Rui Araújo faz parte da geração ‘que se segue’, líderes que cresceram na luta contra a ocupação indonésia, mas mais distantes dos conflitos políticos internos do movimento da independência, outrora definida como a “geração perdida” e que hoje, 20 anos depois da restauração, é a “geração à espera”.

“Tem a ver com a forma como a sociedade timorense funciona. É uma sociedade hierárquica com um respeito quase religioso aos mais velhos e isto tem a ver com a tradição das casas sagradas. Mas tecnicamente e profissionalmente, a geração seguinte está preparada para assumir as responsabilidades”, considerou.

“Está na altura de agarrarmos as rédeas e a nossa geração está a trabalhar nisso. há pessoas das gerações seguintes à de 1975 que estão a trabalhar, a afirmar-se politicamente na sociedade. mas estamos num país democrático e é o voto que decide”, acrescentou o ex-governante.

Daí que considere que haver novos candidatos, especialmente mais jovens, seja um “bom sinal”, demonstrativo de que “há mais pessoas convencidas que chegou o tempo de haver novas caras no cenário político do país”.

E ainda que os líderes históricos possam optar por fazer uma sucessão, ‘escolhendo’ os seguintes, Araújo considera que as gerações seguintes é que se devem afirmar.

“Se os mais velhos quiserem fazer essa escolha de sucessão é uma opção deles, mas os da geração seguinte devem estar conscientes de que em Timor-Leste, apesar das características tradicionais da sociedade, os hábitos modernos da democracia devem impulsionar os mais jovens, as gerações seguintes a demonstrar que são capazes e avançar”, sublinhou.

Um ano depois de ter anunciado, em entrevista à Lusa, a intenção de desafiar Alkatiri na liderança da Fretilin, Rui Araújo amplia a necessidade de mudança ao seu partido, considerando que essa consciência é hoje maior do que nunca.
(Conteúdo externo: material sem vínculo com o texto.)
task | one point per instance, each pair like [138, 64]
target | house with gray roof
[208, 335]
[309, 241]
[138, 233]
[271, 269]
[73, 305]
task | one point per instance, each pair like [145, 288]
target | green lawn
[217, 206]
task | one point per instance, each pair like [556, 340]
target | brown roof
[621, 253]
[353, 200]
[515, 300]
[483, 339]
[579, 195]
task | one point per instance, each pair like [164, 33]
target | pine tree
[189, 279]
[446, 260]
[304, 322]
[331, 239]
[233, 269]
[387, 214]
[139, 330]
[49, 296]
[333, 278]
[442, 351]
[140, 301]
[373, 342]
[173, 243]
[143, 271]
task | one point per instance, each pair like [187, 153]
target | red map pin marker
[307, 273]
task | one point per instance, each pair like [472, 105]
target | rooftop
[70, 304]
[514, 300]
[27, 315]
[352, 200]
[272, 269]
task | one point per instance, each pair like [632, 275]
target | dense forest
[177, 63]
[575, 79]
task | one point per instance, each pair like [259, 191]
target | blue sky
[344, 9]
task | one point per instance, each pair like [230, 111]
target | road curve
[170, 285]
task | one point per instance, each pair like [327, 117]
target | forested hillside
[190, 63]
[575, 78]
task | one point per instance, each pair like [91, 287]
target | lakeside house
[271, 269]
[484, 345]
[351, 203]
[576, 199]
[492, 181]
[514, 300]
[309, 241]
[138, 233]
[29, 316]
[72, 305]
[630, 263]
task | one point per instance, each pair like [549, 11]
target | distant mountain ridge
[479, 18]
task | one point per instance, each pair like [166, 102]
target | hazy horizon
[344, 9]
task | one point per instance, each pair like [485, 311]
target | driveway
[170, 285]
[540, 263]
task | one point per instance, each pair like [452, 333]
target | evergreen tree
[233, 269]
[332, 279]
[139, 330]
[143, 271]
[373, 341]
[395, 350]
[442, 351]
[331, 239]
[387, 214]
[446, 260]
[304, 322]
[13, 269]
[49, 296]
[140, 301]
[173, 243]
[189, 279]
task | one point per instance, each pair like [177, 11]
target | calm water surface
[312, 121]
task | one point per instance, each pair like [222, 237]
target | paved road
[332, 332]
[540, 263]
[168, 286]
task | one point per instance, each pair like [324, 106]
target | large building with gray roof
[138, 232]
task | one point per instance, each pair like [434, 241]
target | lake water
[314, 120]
“O eleitorado dentro da Fretilin está consciente de que estamos num momento de mudanças, em que o partido vai precisar de novas ideias, novo sangue e novos rostos para avançar com o partido para a frente”, considerou.

“Comparativamente há um ano, as pessoas estão mais conscientes disso e esperemos que a oportunidade surja para os militantes se afirmarem também nesse sentido”, disse, referindo-se às diretas no partido previstas para meados de 2022 e garantindo que o seu proposta de candidatura com José Somotxo a presidente do partido “continua firme”.